Los modelos mentales suelen estar alimentados por simples generalizaciones que actúan como si fueran verdaderos paradigmas, como «las personas son indignas de confianza», “sólo se puede confiar en la familia”, “roba pero haz obra”, “los otros ya robaron bastante, ahora nos toca a nosotros”.
Es así como los modelos mentales juegan un rol muy activo en la vida política y de las empresas, al moldear nuestros actos en tanto líderes, funcionarios, ejecutivos o como simples ciudadanos o consumidores. Peter Senge señala que los modelos mentales son muy poderosos debido a que afectan nuestra capacidad de percepción e interpretación de lo que vemos: “Dos personas con diferentes modelos mentales pueden observar el mismo acontecimiento y describirlo de manera distinta porque se han fijado en detalles distintos.”[1]

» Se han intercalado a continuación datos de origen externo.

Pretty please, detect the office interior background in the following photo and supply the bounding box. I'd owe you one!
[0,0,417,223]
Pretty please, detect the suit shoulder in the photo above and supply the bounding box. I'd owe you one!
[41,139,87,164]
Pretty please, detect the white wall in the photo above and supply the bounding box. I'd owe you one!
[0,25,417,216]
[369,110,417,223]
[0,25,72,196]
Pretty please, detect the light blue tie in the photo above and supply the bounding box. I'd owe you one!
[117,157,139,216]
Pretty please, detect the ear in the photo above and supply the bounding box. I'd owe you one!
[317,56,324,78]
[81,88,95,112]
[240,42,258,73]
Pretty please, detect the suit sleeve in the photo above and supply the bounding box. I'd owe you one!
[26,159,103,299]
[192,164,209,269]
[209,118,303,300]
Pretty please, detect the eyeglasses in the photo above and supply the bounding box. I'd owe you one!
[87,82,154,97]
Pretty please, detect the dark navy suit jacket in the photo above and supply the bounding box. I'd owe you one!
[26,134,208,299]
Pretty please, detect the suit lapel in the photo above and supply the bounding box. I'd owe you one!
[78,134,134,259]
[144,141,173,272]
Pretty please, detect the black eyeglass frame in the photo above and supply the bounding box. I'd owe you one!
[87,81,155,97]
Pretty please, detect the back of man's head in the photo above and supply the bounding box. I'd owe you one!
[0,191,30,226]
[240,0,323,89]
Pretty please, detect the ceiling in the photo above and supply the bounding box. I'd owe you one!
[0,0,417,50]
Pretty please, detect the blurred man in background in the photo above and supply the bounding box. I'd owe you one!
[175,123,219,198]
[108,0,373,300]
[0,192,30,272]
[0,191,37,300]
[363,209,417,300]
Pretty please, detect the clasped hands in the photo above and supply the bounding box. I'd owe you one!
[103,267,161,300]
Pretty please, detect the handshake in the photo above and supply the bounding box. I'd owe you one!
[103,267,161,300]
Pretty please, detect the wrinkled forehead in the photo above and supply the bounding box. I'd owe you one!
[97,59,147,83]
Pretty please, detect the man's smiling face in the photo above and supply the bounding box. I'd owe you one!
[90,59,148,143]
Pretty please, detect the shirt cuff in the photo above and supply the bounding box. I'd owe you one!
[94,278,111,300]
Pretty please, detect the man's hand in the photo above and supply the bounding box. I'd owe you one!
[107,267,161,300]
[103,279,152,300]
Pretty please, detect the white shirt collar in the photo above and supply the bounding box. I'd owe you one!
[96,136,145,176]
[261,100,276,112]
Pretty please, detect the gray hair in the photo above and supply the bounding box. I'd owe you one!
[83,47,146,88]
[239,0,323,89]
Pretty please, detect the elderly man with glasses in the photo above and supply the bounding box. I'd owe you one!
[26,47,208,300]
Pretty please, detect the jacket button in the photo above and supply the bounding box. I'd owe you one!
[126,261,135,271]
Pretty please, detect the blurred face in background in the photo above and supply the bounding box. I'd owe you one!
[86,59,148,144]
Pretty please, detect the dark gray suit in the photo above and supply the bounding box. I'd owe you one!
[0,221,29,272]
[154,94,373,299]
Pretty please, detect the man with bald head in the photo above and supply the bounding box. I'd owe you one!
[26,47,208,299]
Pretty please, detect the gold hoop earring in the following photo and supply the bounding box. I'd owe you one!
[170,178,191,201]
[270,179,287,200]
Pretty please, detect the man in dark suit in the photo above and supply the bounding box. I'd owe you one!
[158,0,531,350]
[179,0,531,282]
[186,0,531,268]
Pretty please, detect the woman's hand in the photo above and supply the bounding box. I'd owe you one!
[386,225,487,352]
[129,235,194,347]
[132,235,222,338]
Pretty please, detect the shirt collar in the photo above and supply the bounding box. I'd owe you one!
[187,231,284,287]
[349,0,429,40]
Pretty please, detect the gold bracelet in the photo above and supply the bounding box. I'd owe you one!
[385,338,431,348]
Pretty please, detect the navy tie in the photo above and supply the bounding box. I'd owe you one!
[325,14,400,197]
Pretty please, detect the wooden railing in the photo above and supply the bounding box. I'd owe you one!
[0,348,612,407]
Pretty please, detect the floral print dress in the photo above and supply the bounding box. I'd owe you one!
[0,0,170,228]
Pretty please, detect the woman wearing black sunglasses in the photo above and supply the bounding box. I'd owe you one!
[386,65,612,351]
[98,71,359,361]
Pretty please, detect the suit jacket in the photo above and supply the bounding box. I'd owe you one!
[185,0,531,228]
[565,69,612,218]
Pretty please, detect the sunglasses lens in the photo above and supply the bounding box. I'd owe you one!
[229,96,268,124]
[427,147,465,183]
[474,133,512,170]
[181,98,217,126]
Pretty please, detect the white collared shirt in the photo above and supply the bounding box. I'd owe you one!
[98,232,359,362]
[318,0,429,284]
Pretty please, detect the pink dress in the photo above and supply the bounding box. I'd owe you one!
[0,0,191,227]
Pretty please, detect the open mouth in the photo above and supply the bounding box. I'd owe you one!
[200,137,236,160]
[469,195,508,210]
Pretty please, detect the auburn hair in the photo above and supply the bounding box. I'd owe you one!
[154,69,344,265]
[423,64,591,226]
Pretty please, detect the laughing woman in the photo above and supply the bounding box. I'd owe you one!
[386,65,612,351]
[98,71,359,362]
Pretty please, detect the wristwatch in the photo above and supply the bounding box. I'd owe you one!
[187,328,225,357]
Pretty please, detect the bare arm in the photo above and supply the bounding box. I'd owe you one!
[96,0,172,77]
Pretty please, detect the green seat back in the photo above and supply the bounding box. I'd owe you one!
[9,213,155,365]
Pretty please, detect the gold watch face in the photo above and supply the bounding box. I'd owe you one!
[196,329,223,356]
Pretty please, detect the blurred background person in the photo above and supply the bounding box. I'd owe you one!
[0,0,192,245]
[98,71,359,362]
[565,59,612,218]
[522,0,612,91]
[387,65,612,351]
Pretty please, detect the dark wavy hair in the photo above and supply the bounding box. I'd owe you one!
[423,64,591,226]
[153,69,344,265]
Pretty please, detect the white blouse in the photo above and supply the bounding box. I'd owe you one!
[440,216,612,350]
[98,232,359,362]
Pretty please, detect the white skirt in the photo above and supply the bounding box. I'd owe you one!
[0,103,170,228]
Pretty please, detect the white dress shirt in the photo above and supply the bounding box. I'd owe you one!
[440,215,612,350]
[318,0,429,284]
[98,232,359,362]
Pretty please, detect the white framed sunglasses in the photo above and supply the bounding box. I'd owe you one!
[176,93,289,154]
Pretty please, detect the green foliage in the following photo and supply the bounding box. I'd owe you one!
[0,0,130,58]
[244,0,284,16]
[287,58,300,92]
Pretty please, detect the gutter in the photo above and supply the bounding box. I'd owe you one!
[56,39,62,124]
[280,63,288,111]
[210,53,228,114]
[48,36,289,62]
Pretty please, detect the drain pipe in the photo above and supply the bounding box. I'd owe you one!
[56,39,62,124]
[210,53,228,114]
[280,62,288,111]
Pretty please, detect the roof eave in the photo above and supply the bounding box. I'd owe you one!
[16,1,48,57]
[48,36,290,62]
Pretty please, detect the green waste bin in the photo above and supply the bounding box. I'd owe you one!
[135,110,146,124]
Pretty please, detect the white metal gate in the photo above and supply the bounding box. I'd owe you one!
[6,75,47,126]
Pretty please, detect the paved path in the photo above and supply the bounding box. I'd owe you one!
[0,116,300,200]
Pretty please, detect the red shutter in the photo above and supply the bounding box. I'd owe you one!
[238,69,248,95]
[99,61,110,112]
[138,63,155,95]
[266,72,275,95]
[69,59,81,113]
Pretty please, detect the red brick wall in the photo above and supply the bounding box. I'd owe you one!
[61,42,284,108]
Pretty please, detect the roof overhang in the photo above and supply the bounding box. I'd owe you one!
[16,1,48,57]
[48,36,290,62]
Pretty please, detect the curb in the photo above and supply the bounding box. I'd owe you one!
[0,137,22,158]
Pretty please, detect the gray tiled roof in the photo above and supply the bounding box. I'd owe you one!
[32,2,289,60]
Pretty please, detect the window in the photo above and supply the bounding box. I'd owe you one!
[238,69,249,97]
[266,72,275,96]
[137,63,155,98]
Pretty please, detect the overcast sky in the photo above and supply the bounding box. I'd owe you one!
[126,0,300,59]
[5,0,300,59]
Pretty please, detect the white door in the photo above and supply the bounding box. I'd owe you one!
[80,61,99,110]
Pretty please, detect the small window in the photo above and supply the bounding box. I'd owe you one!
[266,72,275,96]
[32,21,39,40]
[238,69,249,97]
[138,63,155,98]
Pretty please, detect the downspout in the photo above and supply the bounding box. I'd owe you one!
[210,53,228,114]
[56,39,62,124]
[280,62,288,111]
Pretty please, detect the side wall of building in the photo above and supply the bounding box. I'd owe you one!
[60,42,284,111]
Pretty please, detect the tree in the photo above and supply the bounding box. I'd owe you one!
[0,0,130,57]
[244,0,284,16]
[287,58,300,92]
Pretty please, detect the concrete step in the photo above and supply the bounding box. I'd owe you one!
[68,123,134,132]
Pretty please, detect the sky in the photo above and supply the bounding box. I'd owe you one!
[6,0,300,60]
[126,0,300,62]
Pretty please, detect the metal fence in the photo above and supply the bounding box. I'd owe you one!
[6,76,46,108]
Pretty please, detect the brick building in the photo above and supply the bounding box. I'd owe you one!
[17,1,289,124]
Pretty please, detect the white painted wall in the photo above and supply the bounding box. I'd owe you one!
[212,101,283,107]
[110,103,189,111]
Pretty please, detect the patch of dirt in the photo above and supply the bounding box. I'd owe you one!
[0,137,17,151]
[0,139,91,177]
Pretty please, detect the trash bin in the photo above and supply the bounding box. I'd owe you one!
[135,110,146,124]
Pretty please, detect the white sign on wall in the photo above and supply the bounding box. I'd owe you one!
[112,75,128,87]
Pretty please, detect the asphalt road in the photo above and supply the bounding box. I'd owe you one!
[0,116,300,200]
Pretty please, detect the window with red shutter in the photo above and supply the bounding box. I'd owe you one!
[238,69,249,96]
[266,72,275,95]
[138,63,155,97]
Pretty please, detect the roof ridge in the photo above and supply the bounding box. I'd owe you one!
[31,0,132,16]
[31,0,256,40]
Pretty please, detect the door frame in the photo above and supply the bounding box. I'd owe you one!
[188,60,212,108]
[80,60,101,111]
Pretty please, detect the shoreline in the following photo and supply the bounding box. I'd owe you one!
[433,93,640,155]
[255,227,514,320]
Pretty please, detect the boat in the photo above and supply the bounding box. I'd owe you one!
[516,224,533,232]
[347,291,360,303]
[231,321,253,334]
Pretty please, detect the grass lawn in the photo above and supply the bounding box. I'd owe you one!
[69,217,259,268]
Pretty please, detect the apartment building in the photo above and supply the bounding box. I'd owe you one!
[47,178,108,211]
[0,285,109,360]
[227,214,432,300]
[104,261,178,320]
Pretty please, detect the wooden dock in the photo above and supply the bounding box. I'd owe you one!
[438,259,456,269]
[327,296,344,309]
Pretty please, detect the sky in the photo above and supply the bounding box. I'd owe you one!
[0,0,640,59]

Mientras mayor sea la brecha entre los modelos mentales y los valores o instituciones que dan sustento a la vida en sociedad o la vida empresarial, mayor será la probabilidad de fracaso, de cambio ilusorio. Los prejuicios y antivalores escondidos como ratas idiosincráticas en las cloacas de la casa, de los barrios, de las fábricas, de los despachos estatales y del propio Palacio de Gobierno o del Congreso, terminarán adueñándose del escenario, para mal.
La única manera de evitar ese sino pandémico es desterrando el liderazgo espurio, educando en valores que puedan constituirse en los paradigmas que den sustento a una institucionalidad fuerte, que haga posible el cambio.
Y las instituciones (desde el lenguaje hasta las instituciones del Estado de Derecho) no son otra cosa que el cúmulo de reglas de juego consensuadas por una comunidad para imponer limitaciones a la acción humana disfuncional, individual o de grupos, en procura de garantizar la mayor libertad para todos sus miembros.
Como dijera Douglass North, las instituciones son el principal patrimonio de toda sociedad. “La eficiencia y la equidad de un orden social depende sobre todo de su sistema institucional y, subordinadamente, de la calidad de sus organizaciones. Tal es la verdad elemental expresada en la creciente referencia a la «cultura» como razón última del nivel o del tipo de desarrollo.”[2]
Las instituciones no se inventan, sino que son producto de un largo proceso de interacción histórica. Construir sobre su estado actual es arduo y difícil, pero destruir lo avanzado es muy sencillo.
[1] Peter Senge (1999), La quinta disciplina. Ediciones Granica S.A. México D.F. Pp. 223.
[2] Yasbet Márquez Muñoz (1998), Douglass C. North: La teoría económica neo-institucionalista y el desarrollo latinoamericano. PNUD – Instituto Internacional de Gobernabilidad. Barcelona. Pp. 11.